O'Rourke moved his chair nearer, becoming interested. "Gone far, ye say? And what has the black-hearted divvle been up to, bad cess to him?" he asked with a chuckle.

"He has kidnaped little Duke Jehan, mon ami."

"Kidnaped!" The Irishman sat back gasping. "Faith, what does he think he is, now—a robber baron?" he demanded indignantly—this man of strong emotions, easily inflamed in the cause of a friend. "Tell me how he has gone about it, and what ye want me to do."

"There is but little to tell, O'Rourke. This is the most that we know for a certainty: that Duke Jehan has disappeared. Georges—the blackguard!—even dares offer a reward to the man who can furnish a clew to the child's whereabouts. In the nature of things, the reward will never be claimed by a Lützelburger; for Georges, now, is the head and forefront of the government, holding, practically, power of life and death over every soul in the duchy. It is this that we fear: that he will do a hurt to the child."

"Why," interposed O'Rourke, "has he not already done it—put him out of his way?"

"Because, my friend, he values him too highly, as an asset toward his purposes. Prince Georges wishes to marry Madame la Duchesse, the child's mother—a woman wealthy in her own right. He has suggested to her that, should she consent to marry him, his own interests would then be more involved, that he would perhaps take a greater interest in the pursuit of the malefactors. You see?"

"Faith, and I do." O'Rourke tipped back in his chair, grinning impartially at Chambret. "And he would marry the duchess? And ye hate the bold blackguard, is it?" he jeered softly.

Chambret flushed under his challenging gaze. He hesitated. "To be plain," he faltered, "to be frank with you, I—I love madame."

"And she?" persisted O'Rourke.

Chambret shrugged his shoulders. "Who can say?" he deprecated. "Madame will not. Yet would I serve her. Already have I made myself so obnoxious to the powers that be in Lützelburg that I have been requested to absent myself from the duchy. Wherefore I turn to you."

But O'Rourke pursued his fancy. "I've heard she is beautiful?" he insinuated.

Again Chambret hesitated; but the eyes of the man glowed warm at the mental picture O'Rourke's suggestion conjured within his brain. "She is—indeed beautiful!" he declared at length; and simultaneously took from his pocket a leather wallet, which, opening, he put upon the table between them.

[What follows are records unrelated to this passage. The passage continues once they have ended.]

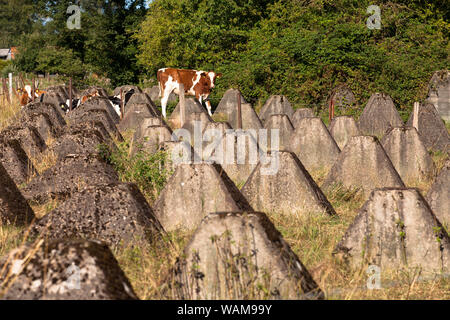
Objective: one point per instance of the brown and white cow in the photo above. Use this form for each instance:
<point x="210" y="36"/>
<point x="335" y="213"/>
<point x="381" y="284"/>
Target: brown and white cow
<point x="196" y="83"/>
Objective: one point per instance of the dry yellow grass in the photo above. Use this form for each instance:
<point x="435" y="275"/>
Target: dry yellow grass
<point x="311" y="237"/>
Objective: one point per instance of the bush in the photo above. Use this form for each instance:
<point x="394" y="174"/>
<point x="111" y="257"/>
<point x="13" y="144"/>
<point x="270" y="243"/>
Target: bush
<point x="148" y="171"/>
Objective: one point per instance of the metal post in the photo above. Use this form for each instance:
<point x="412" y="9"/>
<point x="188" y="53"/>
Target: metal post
<point x="416" y="116"/>
<point x="33" y="89"/>
<point x="70" y="94"/>
<point x="238" y="99"/>
<point x="122" y="104"/>
<point x="10" y="86"/>
<point x="182" y="105"/>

O'Rourke bent over it curiously. A woman's photograph stared up at him: the portrait of a most wonderful woman, looking out from the picture fearlessly, even regally, under level brows; a woman young, full-lipped, with heavy-lidded eyes that were dark and large, brimming with the wine of life. Which is Love.

O'Rourke had seen that portrait frequently before, as published in the prints, but now he began to appreciate this great beauty with a more intimate interest.

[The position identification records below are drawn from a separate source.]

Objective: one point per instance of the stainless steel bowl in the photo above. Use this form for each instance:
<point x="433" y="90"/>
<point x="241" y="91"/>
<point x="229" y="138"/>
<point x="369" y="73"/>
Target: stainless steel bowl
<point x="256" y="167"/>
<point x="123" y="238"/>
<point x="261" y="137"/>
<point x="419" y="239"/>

"Faith!" he sighed, looking up. "I'm more than a little minded to envy ye, Chambret. She is beautiful, me word!" He paused; then, "Ye would have me go to get back the boy, if I can?" he asked.

"That is what little I ask," assented Chambret. "You will be amply rewarded—"

"I'll go, mon ami. Rest easy, there; I'll do what ye would call me 'possible,' monsieur, and a little more, and the divvle of a lot more atop of that. If a man can scale the insurmountable—I'll be himself!"

He offered his hand, and, Chambret accepting, put his five fingers around the Frenchman's with a grip that made the other wince.

"As to the reward—" Chambret ventured again.

"Faith, man, can I do naught for a friend without having gold showered over me? Damn the reward! Tell me your plans, give me the lay of the land, and I'm off be sunrise. But as for reward—"

He rose, taking Chambret's arm in his.

"Come," he suggested, "let us go and sup—at your expense. And then, maybe, I'll be asking ye for the loan av a franc or two to refurbish me wardrobe. 'Tis the divvle av a winter it has been, I'll niver deny. Come. 'Tis meself knows a quiet place."